Semi-automatic testing

by Edward Z. Yang

When programmers automate something, we often want to go whole-hog and automate everything. But it’s good to remember there’s still a place for manual testing with machine assistance: instead of expending exponential effort to automate everything, automate the easy bits and hard-code answers to the hard research problems. When I was compiling the following graph of sources of test data, I noticed a striking polarization at the ends of "automated" and "non-automated."

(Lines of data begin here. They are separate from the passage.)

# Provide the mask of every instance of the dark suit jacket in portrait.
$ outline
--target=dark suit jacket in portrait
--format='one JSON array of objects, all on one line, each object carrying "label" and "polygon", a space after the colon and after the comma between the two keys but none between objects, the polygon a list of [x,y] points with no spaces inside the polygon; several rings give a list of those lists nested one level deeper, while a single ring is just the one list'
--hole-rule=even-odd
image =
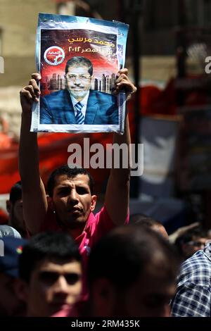
[{"label": "dark suit jacket in portrait", "polygon": [[[68,89],[41,98],[40,124],[75,124],[73,105]],[[84,124],[119,124],[117,98],[90,89]]]}]

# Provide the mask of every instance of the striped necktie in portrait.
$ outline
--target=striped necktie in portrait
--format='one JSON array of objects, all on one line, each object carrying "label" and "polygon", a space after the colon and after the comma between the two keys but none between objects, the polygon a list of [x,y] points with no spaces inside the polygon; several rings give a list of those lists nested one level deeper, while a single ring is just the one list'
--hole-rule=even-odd
[{"label": "striped necktie in portrait", "polygon": [[84,124],[84,116],[82,113],[82,109],[83,108],[82,104],[79,101],[75,105],[75,108],[77,110],[77,114],[75,116],[75,123],[76,124]]}]

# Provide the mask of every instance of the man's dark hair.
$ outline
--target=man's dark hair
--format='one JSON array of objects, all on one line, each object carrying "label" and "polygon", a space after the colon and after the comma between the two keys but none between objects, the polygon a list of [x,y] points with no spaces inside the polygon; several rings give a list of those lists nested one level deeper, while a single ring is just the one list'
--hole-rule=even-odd
[{"label": "man's dark hair", "polygon": [[80,67],[81,65],[85,65],[88,67],[88,73],[90,76],[93,75],[93,65],[91,61],[89,58],[84,58],[84,56],[74,56],[68,61],[65,66],[65,75],[68,73],[68,68],[70,66]]},{"label": "man's dark hair", "polygon": [[64,232],[41,232],[32,237],[23,247],[19,258],[20,277],[30,282],[32,272],[41,261],[68,260],[81,262],[75,240]]},{"label": "man's dark hair", "polygon": [[21,182],[19,180],[12,186],[10,192],[10,201],[14,204],[17,200],[22,199],[22,186]]},{"label": "man's dark hair", "polygon": [[167,240],[151,228],[136,225],[116,228],[98,242],[91,252],[89,289],[101,277],[109,280],[117,290],[127,289],[155,261],[160,263],[167,283],[174,282],[180,261]]},{"label": "man's dark hair", "polygon": [[129,223],[139,224],[148,227],[152,227],[154,225],[163,226],[158,220],[155,220],[150,216],[147,216],[146,215],[140,213],[132,215],[129,217]]},{"label": "man's dark hair", "polygon": [[49,176],[47,182],[47,192],[49,196],[52,197],[53,189],[56,185],[56,180],[58,176],[66,175],[68,178],[74,178],[77,175],[87,175],[89,177],[89,185],[90,188],[91,194],[94,194],[94,182],[90,173],[83,168],[70,168],[68,165],[62,166],[56,169]]}]

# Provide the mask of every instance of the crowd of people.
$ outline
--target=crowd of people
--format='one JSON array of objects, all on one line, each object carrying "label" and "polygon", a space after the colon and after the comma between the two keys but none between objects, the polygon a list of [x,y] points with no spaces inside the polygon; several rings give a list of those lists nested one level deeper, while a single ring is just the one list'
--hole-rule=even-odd
[{"label": "crowd of people", "polygon": [[[129,167],[110,170],[96,214],[87,170],[64,165],[44,187],[37,133],[30,130],[40,79],[32,74],[20,91],[21,180],[7,201],[8,223],[0,227],[0,316],[210,316],[207,234],[186,228],[173,244],[161,223],[129,216]],[[122,89],[127,100],[136,90],[127,69],[119,71],[113,92]],[[127,114],[124,132],[114,133],[113,142],[131,143]]]}]

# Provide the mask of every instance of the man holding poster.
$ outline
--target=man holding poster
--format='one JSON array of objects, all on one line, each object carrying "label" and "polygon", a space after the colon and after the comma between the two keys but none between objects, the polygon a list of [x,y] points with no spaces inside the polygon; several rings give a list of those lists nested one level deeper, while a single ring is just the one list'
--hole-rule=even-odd
[{"label": "man holding poster", "polygon": [[74,56],[65,66],[65,89],[41,99],[40,124],[110,125],[119,123],[117,98],[91,89],[92,63]]}]

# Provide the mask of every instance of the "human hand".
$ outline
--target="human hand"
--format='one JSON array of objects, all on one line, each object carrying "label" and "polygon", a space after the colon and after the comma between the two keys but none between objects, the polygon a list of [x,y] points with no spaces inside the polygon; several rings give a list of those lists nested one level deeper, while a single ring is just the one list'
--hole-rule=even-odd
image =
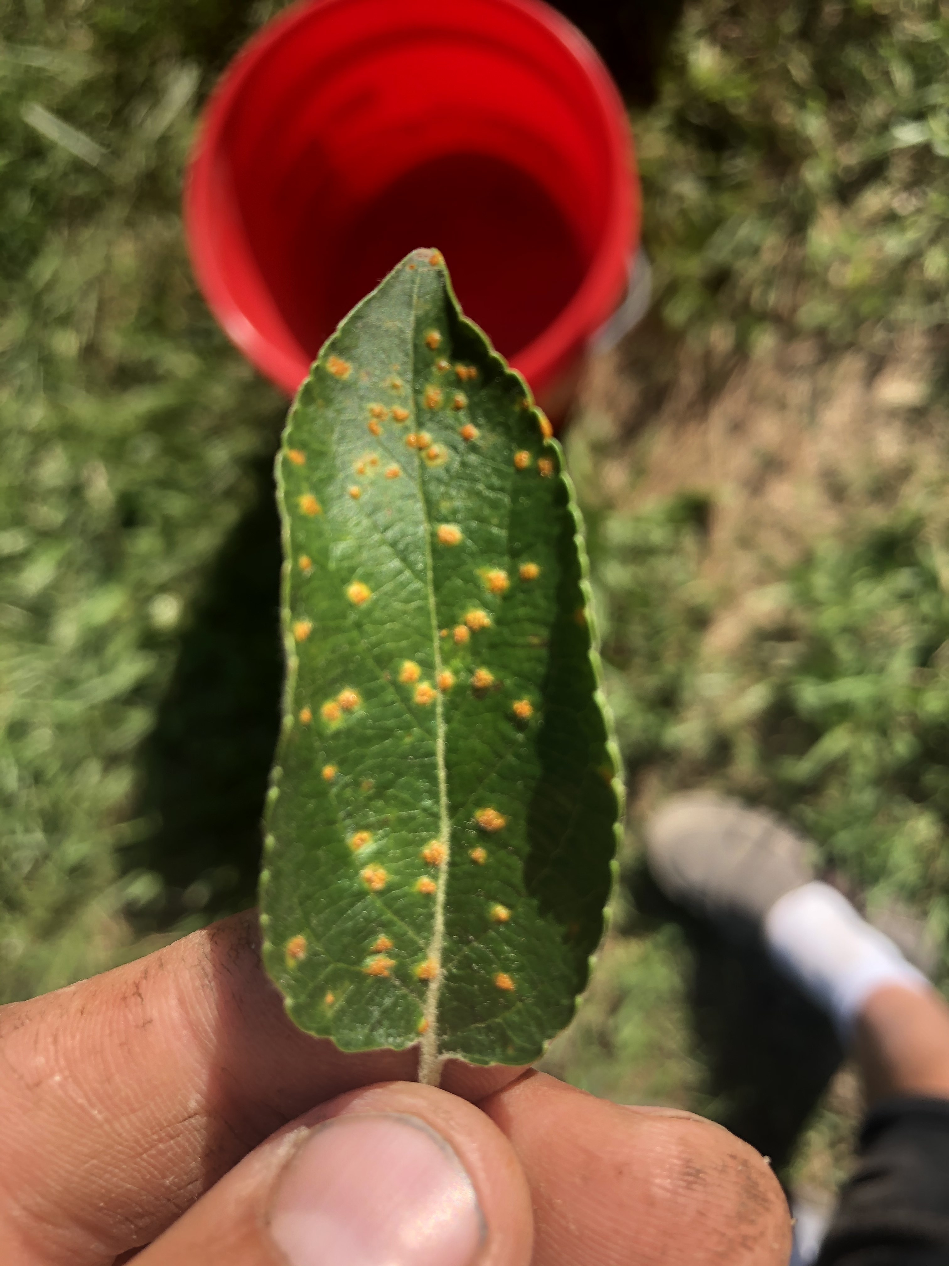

An ideal test framework would support combining all of these data sources and all of these testing mechanisms. Some novel approaches include:

  • Randomly generated test-cases with manual verification. Obviously you won’t be able to hand verify thousands of test-cases, but a few concrete examples can do wonders for documentation purposes, and random generation prevents us from only picking “nice” inputs.
  • Reference implementation as previous version of the code. To the limit, you automatically accept the output of an old implementation and save it to your test suite, and when a test starts failing you the framework asks you to check the output, and if it’s “better” than before you overwrite the old test data with the new. GHC’s test suite has something along these lines.
  • You’ve written lots of algebraic laws, which you are using Quickcheck to verify. You should be able to swap out the random generator with a deterministic stream of data from a sampled data source. You’d probably want a mini-DSL for various source formats and transforming them into your target representation. This also works great when you’ve picked manual inputs, but exactly specifying the output result is a pain because it is large and complicated. This is data-driven testing.
  • Non-fuzzing testing frameworks like Quickcheck and Smallcheck are reasonably good at dealing with runtime exceptions but not so much with more critical failures like segmentation faults. Drivers for these frameworks should take advantage of statelessness to notice when their runner has mysteriously died and let the user know the minimal invocation necessary to reproduce the crash—with this modification, these frameworks subsume fuzzers (which are currently built in an ad hoc fashion.)

It would be great if we didn’t have to commit to one testing methodology, and if we could reuse efforts on both sides of the fence for great victory.